State Sen. Troy Brown, D-Napoleonville, wants to help private-sector employees save for their retirement years.
Brown is proposing a state law establishing the framework to develop “a simple, cost-effective system of tax-qualified retirement savings accounts for private-sector employees.”
The idea is to provide employees whose employers do not offer retirement benefits a way to pool their voluntary payroll deductions through a statutorially established framework. The retirement savings would be invested as a pool in low-risk investments.
“This is a win-win proposition for both employees and employers,” Brown said as he announced the initiative.

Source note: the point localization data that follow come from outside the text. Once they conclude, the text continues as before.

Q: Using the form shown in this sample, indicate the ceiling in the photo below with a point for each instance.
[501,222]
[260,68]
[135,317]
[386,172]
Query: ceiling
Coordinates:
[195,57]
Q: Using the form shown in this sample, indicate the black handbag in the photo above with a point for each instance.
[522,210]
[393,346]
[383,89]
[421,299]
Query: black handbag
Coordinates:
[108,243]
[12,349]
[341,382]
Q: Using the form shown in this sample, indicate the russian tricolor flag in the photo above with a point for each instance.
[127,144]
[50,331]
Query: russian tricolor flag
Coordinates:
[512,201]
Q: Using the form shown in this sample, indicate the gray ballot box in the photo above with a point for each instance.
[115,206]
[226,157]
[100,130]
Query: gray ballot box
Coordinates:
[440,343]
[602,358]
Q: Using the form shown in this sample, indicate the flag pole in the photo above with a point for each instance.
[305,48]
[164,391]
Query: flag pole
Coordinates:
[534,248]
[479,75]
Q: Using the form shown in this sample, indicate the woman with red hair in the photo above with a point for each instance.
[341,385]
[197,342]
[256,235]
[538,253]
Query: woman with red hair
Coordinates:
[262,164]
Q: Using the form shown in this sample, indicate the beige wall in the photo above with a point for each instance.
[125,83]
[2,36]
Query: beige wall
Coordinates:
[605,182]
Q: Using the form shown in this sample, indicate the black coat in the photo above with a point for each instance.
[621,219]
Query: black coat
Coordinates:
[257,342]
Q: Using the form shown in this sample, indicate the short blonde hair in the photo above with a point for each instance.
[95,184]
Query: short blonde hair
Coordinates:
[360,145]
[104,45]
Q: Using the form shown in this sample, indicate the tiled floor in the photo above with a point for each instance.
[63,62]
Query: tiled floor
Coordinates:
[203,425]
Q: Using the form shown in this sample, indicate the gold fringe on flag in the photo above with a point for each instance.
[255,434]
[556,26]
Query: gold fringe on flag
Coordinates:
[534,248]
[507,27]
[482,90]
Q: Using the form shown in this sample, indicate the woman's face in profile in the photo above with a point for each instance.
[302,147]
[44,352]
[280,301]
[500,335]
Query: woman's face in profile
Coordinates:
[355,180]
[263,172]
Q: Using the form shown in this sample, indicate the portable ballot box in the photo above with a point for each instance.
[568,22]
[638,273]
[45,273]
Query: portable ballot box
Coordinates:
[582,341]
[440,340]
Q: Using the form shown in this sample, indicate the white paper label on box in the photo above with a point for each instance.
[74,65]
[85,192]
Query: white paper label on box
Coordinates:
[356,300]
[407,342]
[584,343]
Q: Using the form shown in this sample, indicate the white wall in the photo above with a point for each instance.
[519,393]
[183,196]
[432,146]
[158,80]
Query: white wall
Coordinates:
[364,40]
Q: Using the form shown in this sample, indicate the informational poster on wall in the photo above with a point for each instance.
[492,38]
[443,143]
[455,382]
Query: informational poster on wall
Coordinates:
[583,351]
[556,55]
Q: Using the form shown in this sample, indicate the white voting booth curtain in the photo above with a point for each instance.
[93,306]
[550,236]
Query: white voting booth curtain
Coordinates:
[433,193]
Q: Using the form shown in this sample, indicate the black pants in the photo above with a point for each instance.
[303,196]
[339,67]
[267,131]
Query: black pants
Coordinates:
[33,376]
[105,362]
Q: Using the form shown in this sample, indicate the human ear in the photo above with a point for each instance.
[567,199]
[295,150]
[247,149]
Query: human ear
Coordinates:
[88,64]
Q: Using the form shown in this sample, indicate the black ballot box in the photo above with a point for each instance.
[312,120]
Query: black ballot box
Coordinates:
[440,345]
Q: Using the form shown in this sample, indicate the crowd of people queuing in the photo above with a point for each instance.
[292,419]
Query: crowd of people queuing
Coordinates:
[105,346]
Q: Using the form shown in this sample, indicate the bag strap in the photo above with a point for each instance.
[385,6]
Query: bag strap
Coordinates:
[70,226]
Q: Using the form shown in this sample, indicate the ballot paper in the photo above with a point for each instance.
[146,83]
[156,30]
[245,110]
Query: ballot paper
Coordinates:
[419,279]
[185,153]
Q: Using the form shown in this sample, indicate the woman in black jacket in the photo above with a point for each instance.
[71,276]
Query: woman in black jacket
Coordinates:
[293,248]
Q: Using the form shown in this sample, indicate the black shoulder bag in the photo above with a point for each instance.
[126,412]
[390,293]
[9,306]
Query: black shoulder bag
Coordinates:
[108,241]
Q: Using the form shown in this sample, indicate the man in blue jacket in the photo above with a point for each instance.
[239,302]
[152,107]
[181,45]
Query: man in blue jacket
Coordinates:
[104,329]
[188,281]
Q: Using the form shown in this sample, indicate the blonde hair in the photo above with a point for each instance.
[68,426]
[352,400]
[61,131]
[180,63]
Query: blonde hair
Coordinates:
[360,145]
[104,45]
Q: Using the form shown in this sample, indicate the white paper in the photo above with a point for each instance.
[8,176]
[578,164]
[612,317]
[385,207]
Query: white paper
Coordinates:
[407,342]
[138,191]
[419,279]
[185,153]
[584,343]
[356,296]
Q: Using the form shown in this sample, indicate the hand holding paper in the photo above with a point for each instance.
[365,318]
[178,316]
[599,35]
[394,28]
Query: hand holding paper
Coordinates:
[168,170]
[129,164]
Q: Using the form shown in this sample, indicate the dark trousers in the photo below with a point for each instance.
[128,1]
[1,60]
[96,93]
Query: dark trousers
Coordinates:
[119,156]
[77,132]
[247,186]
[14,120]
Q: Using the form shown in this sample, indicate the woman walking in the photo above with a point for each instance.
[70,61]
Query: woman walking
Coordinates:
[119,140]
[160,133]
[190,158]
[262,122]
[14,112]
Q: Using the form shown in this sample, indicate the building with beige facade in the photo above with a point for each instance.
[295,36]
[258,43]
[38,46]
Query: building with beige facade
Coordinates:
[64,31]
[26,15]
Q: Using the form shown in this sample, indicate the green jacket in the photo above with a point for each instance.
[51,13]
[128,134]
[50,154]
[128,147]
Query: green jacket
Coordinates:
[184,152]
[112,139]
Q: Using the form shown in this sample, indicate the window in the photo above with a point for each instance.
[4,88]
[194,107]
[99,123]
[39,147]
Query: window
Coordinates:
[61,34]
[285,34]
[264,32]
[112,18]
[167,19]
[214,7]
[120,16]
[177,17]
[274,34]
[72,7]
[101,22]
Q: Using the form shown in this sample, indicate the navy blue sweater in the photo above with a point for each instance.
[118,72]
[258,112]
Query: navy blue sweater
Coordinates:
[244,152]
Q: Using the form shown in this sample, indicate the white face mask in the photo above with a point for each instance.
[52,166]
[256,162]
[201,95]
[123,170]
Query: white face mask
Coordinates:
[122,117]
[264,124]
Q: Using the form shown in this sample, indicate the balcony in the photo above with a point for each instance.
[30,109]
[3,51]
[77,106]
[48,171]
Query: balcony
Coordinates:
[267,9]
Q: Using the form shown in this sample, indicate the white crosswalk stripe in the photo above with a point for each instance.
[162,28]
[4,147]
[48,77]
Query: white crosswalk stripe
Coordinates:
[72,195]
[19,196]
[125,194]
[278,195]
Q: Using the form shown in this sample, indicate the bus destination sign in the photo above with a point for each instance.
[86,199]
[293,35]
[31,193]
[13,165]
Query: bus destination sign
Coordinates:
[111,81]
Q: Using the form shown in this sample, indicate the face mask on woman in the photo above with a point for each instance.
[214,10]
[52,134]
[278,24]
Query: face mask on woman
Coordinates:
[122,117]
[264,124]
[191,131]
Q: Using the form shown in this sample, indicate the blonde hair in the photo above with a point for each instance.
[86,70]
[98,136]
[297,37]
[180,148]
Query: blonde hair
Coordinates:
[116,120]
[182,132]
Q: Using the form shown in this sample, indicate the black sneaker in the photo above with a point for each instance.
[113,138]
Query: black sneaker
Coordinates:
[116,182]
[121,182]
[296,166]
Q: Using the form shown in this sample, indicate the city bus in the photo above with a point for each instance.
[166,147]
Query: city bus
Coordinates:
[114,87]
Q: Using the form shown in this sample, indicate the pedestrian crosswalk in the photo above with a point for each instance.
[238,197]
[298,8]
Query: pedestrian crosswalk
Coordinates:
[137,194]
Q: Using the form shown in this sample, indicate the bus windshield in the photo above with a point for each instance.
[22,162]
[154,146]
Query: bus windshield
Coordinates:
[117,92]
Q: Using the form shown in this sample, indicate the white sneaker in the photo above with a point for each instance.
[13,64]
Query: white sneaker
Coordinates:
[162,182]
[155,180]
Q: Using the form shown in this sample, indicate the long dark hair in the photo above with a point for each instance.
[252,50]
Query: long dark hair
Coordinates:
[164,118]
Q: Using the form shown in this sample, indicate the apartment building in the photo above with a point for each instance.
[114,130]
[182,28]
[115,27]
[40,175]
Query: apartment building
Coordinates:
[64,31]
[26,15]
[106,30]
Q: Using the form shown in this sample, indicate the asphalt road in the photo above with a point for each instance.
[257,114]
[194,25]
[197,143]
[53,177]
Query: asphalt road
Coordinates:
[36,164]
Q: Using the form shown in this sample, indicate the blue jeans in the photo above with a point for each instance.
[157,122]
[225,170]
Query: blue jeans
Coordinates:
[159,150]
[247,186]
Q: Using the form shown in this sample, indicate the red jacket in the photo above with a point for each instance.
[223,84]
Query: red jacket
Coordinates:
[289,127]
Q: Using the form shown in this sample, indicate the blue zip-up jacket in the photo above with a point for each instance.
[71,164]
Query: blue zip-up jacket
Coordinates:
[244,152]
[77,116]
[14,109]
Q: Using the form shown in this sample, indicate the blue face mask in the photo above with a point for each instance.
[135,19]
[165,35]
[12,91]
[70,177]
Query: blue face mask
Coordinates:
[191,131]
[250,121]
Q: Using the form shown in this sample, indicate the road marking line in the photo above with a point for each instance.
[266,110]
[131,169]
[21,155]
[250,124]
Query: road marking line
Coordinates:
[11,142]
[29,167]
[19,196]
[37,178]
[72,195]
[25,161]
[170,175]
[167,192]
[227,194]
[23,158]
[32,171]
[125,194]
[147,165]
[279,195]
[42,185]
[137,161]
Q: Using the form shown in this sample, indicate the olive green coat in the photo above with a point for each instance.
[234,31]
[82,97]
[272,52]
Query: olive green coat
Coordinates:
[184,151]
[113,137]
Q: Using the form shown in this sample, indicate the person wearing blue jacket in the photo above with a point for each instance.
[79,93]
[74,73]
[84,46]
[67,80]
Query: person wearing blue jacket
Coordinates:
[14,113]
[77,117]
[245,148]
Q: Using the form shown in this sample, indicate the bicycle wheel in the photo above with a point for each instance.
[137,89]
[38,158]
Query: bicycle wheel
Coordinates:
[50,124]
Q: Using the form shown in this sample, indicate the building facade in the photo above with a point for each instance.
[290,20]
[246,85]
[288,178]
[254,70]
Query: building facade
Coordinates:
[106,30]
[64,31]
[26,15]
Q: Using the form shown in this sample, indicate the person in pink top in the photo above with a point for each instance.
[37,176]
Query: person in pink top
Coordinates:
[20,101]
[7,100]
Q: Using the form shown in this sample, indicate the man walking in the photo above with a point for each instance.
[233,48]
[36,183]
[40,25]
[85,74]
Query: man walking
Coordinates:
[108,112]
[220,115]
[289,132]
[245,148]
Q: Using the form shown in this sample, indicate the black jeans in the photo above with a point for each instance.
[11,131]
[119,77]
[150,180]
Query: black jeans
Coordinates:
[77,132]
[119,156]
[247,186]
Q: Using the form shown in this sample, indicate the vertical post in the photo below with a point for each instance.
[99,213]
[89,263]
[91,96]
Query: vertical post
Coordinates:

“Employees who now have few options to save for retirement would have a viable, secure way to make sure they are self-sufficient after they leave the workforce. And, employers, especially small-business owners who cannot now afford to offer retirement benefits, would be able to attract and retain valued employees with a simple, cost-effective way to provide for those employees’ retirement future.”
Details of the legislation have not yet been worked out. Brown said he plans to meet with business and employer groups in the coming months to develop the best approach.
Dr. Phillip Rozeman last week was named chairman of Blueprint Louisiana, and Clay Allen was tapped as the group’s secretary and treasurer.
Established in 2006, Blueprint Louisiana is a group of businessmen and professionals that advocates positions on state government policies.
Rozeman, of Shreveport, is a practicing cardiologist and founder of Cardiovascular Consultants. He succeeds outgoing Chairman Jimmy Maurin, of Covington. Allen is the managing partner of the Lafayette-based law firm Allen & Gooch and a managing director of the investment banking firm Westlake Securities.
Southern University System president Ronald Mason will be the speaker for Monday’s lunch meeting of the Press Club of Baton Rouge.
Mason will discuss transforming the Southern University System from “good” to a model 21st century system of higher learning.
The Press Club meets in the Iberville Room at the Belle of Baton Rouge Hotel, 102 France St. Parking is free in the garage off Mayflower Street. Lunch, which is served at 11:30 a.m., is $12 for members and $15 for nonmembers. The public is invited, but only members of the Press Club and the news media are allowed to ask questions.
This week Families and Friends of Louisiana’s Incarcerated Children, a local parent organization known as FFLIC, together with the Juvenile Justice Project of Louisiana, Safe Streets Strong Communities, or SSSC, and Community Education Project of New Orleans are hosting several events as part of Dignity in Schools Campaign National Week of Action on School Pushout.
The 4th Annual National Week of Action on School Pushout to raise awareness about exclusionary processes and push for states and school districts to implement positive discipline policies that improve the learning environment and keep students in school.
Juvenile Justice Project of Louisiana will host a dialogue 6 p.m. to 8 p.m. Tuesday: African American Educators and the school-to-prison pipeline.
FFLIC and Juvenile Justice Project of Louisiana will participate 6 p.m. to 9 p.m. Wednesday as community resources after lecture and book signing, “The New Jim Crow,” by Michelle Alexander. FFLIC will provide resources on the school to prison pipeline, the DSC model code and solutions to suspensions. JJPL will distribute information from the Suspensions Matter series, which details the over-reliance on out of school suspensions in New Orleans.
State Rep. John Bel Edwards will kick off Southern University’s College of Social Behavioral Sciences “Speaker Series on the State of Louisiana.”
The Democrat from Amite will discuss mental health, unemployment, higher education funding and the closing of local hospitals.
The public is invited to attend this free event to be held at 11 a.m. Wednesday in the lobby of Southern’s Higgins Hall.